The aim of the article is to present the systematic searching for Medical Ethics literature in the bibliographic databases BELIT (German Reference Centre for Ethics in the Life Sciences, DRZE) and PubMed (National Library of Medicine, NLM) by means of two examples. The purpose of the project is to evaluate the feasibility and capacity of BELIT and PubMed as well as to design optimized search strategies for these two databases.
The article provides information on the selected databases, the search strategies designed for each source, and on the comparative analysis of the search results. Subjects of application are the examples “Concept of health and disease” and “Ethical, legal, social and economic issues of financing fertility treatments”.
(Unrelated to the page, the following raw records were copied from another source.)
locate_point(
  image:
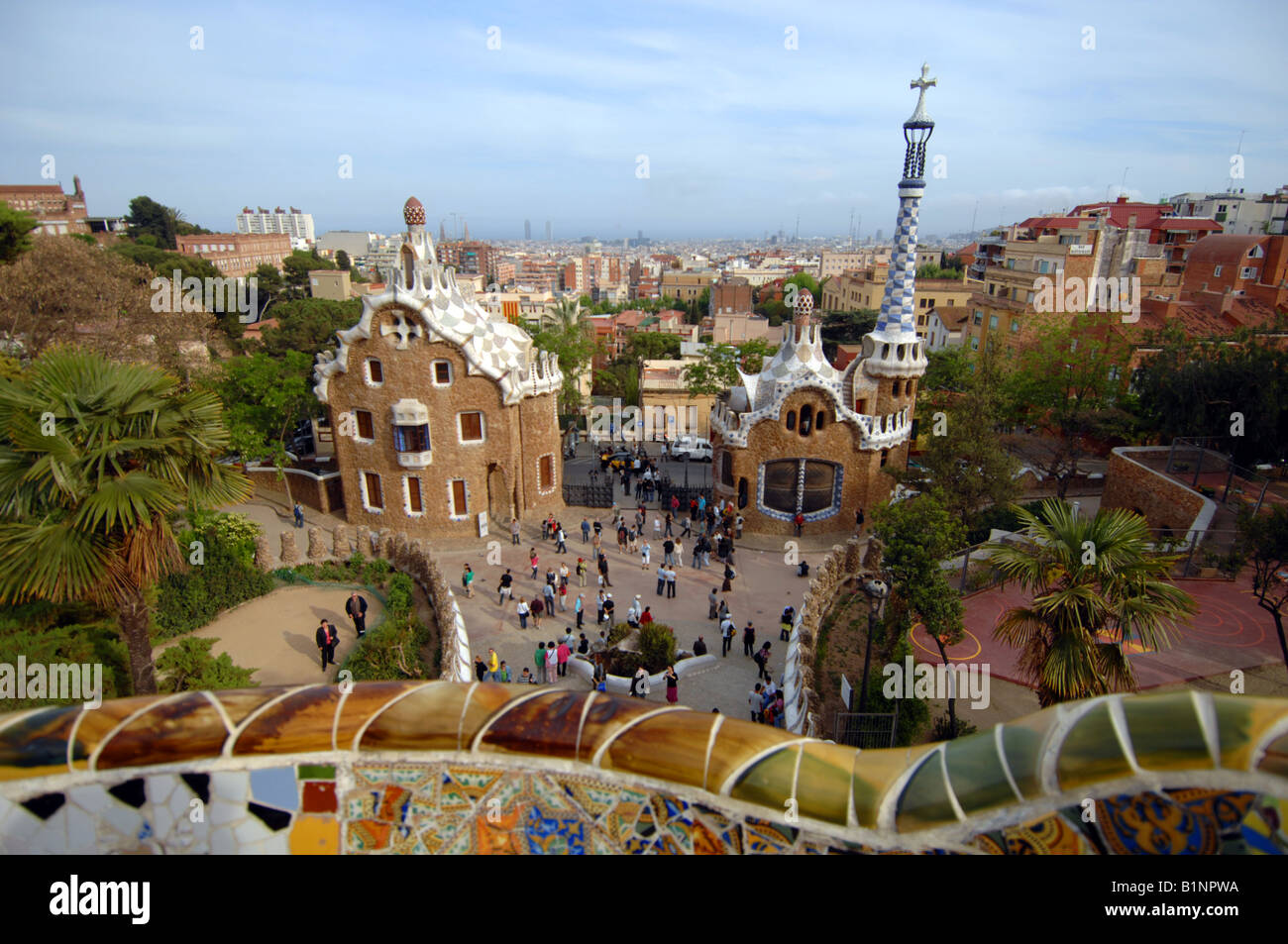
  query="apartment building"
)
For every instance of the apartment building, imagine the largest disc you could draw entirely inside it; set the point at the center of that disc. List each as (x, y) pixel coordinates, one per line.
(56, 213)
(237, 254)
(297, 226)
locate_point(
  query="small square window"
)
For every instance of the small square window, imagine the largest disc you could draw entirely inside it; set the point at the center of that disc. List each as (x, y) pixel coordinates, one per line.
(471, 426)
(366, 429)
(373, 494)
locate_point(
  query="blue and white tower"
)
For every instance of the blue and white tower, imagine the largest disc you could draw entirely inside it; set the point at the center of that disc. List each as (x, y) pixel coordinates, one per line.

In both examples the searches yielded in several hundred hits each with a small overlap of 3 and 4% between BELIT and PubMed. The best results are achieved by combining controlled terms and free-text queries. Using different query languages (German and English) in BELIT further improves the result. While in PubMed building of complex search strategies is possible, BELIT is restricted to process simple search queries.
Appraisal of: Dracos A. SIBIL: uno strumento italiano per il reperimento dell'informazione in bioetica. Ann Ist Super Sanita 2004; 40 (): 283–6.
The aim of the article is to present the development and structure of the project SIBIL (Sistema Informativo per la Bioetica In Linea) provided by the Istituto Superiore di Sanità (ISS), Rome, Italy. The purpose of the project is to collect, index and disseminate the Italian literature on bioethics since 1995.
The article provides information on the background of the database development, the development of the indexing system, the Italian Bioethics Thesaurus (TIB), and the presented publications. These are books, book contributions, journal articles, legal documents, ethical codes, statements, guidelines reports, grey literature, proceedings, electronic documents and resources. Further, information on conferences in bioethics is announced via the SIBIL web page (http://www.iss.it/sibi/index.php?lang=2).
This publication is in Italian. Abstract is provided in English.
Appraisal of: Petrova M, Sutcliffe P, Fulford KW, Dale J. Search terms and a validated brief search filter to retrieve publications on health-related values in Medline: A word frequency analysis study. J Am Med Inform Assoc 2012; 19(3): 479–488.
The aim of the article is to present search terms (keywords) and a “brief” search filter to identify information on health-related values in Medline developed by using word frequency analysis. The purpose of the project is to support broad-scoping searches by “a brief search filter (≤20 lines) of high precision (≥67%) and acceptable sensitivity (≥67%) which can be used […] in generic medical and health databases (e.g., Medline, Embase, or Cinahl) and across a range of topics (e.g., health conditions, health settings, health interactions, etc.)”.
The article provides extensive information on the background as on health-related values defined by the authors and on word frequency analyses. The application of this analysis in the conditions diabetes, dementia, schizophrenia and obesity resulted in a small overlap of relevant MeSH and free-text search terms (9 of 124 different MeSH terms (7.3%) and 4 of 144 different words (2.8%) were identified in all 4 conditions among the 50 “best” MeSH respective words in each condition). Applying the developed search filter in hypersensitivity and dentistry resulted in (authors defined) sensitivity of 70.1% (hypersensitivity) and 47.1% (dentistry), and precision of 63.6% (hypersensitivity) and 82.6% (dentistry).